Once I took up the vow of silence, my lanyard led me quickly into the first experience of silence. Walking back to my dormitory after breakfast, I passed three or four groups of other AOL participants. I did not make eye contact or speak to them having been given permission by my name tag, which clearly labels me as being “in silence.” It seems like such an insignificant thing, but I realized this name tag relieved me of having to be polite, of having to make conversation, of having to express myself, having to identify myself. My tag takes care of all that. The release of tension I felt was palpable. The only identification I inhabited for the next two weeks was as a person in silence.
I was shocked at the relief I felt in that short walk, both mental and physical. I had to expend no precious energy just letting passersby know that I am a pleasant person. That I follow the rules. That I’m a member of the club. That I’m likeable. This tag gives me permission to be none of those things. No need to be likeable! Can you imagine? What a relief! I was stunned into giddiness by the liberation that came.
Lesson Two: stop monitoring thinking
On another walk from one venue to another, I became excruciatingly aware of how much of my normal experience is limited to what’s going on in my head. My attention is on the constant chatter going on in there. The story line. The labeling. The complaining. The worrying. The anticipating. Oy-vey. It just goes on and on. I was making the short walk to the dormitory again, a warm cup of coffee in my right hand, the sun bright even as the morning air was still quite cool, the day alive with radiance.
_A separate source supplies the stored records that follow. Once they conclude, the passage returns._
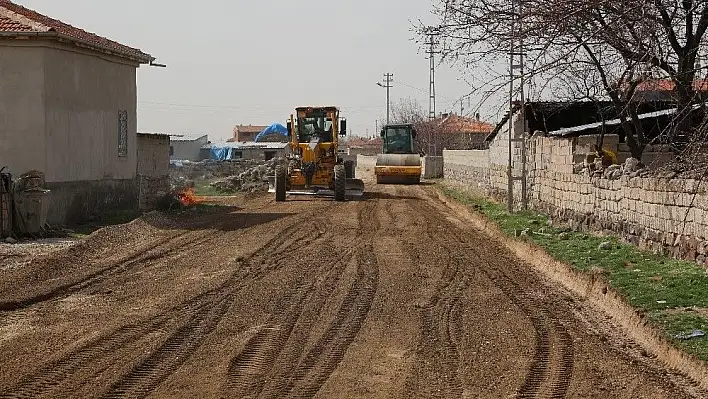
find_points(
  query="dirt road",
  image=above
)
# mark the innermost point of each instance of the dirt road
(392, 296)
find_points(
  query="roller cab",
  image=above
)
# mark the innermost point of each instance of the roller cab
(398, 163)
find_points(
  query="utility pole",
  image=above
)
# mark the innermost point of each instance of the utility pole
(388, 78)
(516, 62)
(432, 33)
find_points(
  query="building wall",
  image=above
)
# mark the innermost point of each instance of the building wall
(188, 150)
(153, 155)
(83, 96)
(60, 108)
(658, 214)
(22, 144)
(153, 173)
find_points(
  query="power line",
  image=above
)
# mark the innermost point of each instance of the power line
(516, 62)
(388, 78)
(432, 32)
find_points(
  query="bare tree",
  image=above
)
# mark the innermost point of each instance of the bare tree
(624, 43)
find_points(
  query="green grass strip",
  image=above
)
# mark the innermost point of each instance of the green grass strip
(673, 294)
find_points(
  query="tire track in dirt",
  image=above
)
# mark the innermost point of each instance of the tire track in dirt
(200, 316)
(156, 250)
(551, 370)
(150, 373)
(263, 352)
(438, 348)
(326, 354)
(269, 365)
And suddenly tears came, on the verge of sobbing. Brought on, I believe, by my sudden awareness of how infrequently I experience my surroundings as a whole body experience. Oh I see things, for sure; I think I’m moderately observant. But most of the time, everything is filtered through my thinking. On this walk I was looking down at the ground, walking quickly to get to my goal, and letting the cacophony in my head run rampant. I wasn’t seeing anything—or feeling anything. I was merely monitoring thinking, the laziest of mental behaviors. This is where I live.
But at some point in that short walk—maybe it was the hot coffee my hand, the chill on my arms, the raucous call of the jays—I got a jolt, and I knew that this simple moment was what I was here for. I slowed way down. I got the sensation of “just walking.” I lifted my head to the sky, took a deep breath. It was a breath into full-bodied awareness. Just walk; be aware. Don’t engage the chatter, I thought. Ignore it and it will eventually diminish. Be the watcher.
This moment, too, like the moment of not having to be polite to passersby, was liberating. I felt the release. I stopped and gulped the cool air in appreciation of such a simple joy.
That primal gulp is what a silent retreat is all about. To remind me that there is another way of walking around. And to increase my capacity for being in that “other way” more often. But getting there, I was to find, takes some attention, some practice, and a whole lot of willingness to “be” somewhere other than the inside of my head. That’s why I went on retreat. That’s what I wanted.
I am so grateful to have experienced these gifts of silence. There were more to come, some not quite so easy to endure. The next few days would deepen my capacity for sitting with the committee of chatterers who inhabit my mind, and hone my skills for rising above their clamor. What you find when you get above that clamor is pretty remarkable.
In his small, powerful book called The Art of Stillness, Pico Iyer articulates what drew me to silent retreat:
In an age of speed, I began to think, nothing could be more
invigorating than going slow.
In an age of distraction, nothing can feel more luxurious than paying attention.
And in an age of constant movement, nothing is more urgent than sitting still.